Here is an example of the kind of thing that drives me crazy: "Tara Estates," in Walton County, a development of houses in the $150,000+ range. Do I need to parse for you all the things that are wrong with that?
Southerners like to say that the war on the Union side was really about money, and not morals. It is absolutely true that sentiment against slavery didn't start to turn until it was no longer profitable for northern shipping companies, and also that northern industrialists didn't fancy having to pay tariffs on cotton like everybody else. However...
Axiom: ALL wars are, at bottom, about money. One way or another. This does not negate the fact that individual people may have other reasons for supporting a given side; many people fought for the Confederacy out of regional loyalty and not because they actually supported slavery.
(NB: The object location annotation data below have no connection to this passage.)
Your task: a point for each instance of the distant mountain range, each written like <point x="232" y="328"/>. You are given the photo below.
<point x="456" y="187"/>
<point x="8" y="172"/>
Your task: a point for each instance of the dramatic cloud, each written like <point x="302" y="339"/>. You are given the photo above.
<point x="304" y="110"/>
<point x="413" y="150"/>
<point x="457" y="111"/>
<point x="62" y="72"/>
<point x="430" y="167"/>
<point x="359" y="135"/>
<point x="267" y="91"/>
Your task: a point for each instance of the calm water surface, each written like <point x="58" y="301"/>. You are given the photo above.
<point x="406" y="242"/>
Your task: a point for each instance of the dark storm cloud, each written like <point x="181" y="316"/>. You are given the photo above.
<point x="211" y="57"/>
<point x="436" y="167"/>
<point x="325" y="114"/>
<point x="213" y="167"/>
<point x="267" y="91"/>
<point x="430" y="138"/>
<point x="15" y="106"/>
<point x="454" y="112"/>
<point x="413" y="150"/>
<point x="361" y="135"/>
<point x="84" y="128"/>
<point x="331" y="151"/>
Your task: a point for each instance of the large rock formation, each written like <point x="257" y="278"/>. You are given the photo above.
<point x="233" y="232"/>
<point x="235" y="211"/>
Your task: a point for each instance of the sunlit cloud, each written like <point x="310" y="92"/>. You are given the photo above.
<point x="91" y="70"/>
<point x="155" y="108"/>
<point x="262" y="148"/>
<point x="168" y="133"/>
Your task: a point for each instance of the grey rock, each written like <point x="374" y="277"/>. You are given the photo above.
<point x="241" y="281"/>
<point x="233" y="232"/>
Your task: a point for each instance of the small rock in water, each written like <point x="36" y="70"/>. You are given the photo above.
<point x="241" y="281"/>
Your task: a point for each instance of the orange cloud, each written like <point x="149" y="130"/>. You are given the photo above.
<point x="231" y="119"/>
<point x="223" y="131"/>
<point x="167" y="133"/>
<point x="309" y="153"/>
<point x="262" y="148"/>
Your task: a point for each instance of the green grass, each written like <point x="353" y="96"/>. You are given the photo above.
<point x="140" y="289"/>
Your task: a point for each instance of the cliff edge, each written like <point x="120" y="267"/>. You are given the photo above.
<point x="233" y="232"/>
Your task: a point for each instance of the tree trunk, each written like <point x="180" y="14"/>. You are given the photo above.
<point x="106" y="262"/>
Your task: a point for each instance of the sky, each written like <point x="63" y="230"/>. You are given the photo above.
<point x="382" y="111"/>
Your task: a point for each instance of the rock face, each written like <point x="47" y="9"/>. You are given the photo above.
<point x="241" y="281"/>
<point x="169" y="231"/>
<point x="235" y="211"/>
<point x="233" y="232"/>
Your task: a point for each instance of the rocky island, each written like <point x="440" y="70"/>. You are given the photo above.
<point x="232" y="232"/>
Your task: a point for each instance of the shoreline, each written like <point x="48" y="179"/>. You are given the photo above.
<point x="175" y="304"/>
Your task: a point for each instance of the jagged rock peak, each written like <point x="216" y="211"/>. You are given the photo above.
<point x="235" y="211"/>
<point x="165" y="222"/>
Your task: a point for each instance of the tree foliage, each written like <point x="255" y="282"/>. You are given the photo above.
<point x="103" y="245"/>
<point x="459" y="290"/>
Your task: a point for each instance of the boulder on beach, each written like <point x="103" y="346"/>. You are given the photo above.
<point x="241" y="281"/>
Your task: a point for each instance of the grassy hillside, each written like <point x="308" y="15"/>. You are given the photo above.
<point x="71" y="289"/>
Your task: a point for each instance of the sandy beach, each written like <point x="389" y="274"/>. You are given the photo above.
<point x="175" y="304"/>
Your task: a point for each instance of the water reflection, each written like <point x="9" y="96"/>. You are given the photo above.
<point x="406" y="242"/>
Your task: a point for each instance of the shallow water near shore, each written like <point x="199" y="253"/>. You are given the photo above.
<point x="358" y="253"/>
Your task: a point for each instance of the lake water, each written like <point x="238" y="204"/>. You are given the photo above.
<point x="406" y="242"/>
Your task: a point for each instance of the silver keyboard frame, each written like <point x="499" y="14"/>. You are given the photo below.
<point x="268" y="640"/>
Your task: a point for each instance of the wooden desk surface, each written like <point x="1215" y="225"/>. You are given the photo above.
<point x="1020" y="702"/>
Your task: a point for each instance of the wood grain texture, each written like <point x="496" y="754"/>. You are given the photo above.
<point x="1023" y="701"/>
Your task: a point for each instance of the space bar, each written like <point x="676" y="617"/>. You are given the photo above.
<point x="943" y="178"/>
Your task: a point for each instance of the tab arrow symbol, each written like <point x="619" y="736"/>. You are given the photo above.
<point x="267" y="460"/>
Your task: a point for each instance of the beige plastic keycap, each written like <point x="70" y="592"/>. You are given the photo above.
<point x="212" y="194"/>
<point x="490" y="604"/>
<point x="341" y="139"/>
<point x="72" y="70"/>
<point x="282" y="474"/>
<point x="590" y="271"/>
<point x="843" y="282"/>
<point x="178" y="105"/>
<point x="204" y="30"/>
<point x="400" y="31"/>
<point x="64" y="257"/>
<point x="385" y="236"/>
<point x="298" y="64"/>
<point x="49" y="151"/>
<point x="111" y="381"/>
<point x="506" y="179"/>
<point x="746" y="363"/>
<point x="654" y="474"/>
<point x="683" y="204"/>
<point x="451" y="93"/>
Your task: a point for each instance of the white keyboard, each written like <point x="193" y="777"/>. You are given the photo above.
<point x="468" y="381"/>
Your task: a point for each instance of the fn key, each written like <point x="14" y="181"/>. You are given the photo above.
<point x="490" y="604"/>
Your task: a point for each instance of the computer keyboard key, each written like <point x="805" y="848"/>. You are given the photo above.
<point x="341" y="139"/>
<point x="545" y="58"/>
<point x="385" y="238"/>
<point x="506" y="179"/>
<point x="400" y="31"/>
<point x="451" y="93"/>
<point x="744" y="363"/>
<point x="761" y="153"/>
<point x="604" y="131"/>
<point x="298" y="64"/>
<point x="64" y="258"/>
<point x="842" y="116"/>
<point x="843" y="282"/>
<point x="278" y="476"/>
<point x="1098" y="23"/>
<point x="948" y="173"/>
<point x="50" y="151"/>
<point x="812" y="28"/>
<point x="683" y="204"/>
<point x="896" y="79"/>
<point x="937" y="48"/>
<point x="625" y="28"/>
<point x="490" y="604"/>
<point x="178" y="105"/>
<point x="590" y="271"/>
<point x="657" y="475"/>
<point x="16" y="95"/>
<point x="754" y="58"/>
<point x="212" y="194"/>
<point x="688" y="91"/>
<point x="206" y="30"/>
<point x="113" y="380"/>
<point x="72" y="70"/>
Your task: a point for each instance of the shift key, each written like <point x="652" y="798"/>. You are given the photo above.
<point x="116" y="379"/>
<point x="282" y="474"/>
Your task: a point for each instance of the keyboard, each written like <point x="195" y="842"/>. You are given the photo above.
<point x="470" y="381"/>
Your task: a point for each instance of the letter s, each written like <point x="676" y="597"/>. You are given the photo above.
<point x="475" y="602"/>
Note I say "fought." I am not letting the Confederate leadership off the hook whatsoever.
Because it was absolutely about money on their part. Not only were slaves the single greatest asset in the US economy, like the article says, the particular people who started the whole mess...the South Carolina secessionists...were very decidedly motivated by money. They were Beaufort plantation owners, who were getting ten times as much per pound for their Sea Island cotton than the price for regular cotton. They were getting absolutely filthy stinking rich, so rich that they would do things like build a mansion in town just to throw parties. Much like the super-rich of today, when they got the idea that the government might interfere in their very lucrative exploitation of other humans, they were horrified and decided they must do something! And had enough power and influence to make it stick. The idea that the Union side was motivated by financial considerations but the Confederacy wasn't is a myth.
But modern people in the South don't believe that just because they're stupid or they don't read history. They believe it because the image of the agrarian, idealized, anti-commercial South was carefully created and promoted and mythologized. And not just here, though plenty of Southern authors participated in the literary version of the myth-making. People in the North ate it up with a spoon. Writers like Joel Chandler Harris (who grew up poor, spent plenty of time as a child around black people, and in my personal opinion knew better) helped create that myth because that's what his readers wanted and would pay for...his mostly Northern readers. We got noble savagized, or noble agrarianized. We are not the only ones who worship our ancestors as they never were. Hell, much of Southern literature in the 20th century could be understood as rebellion against that, or reaction to it. The consequences are still reverberating. As we can see.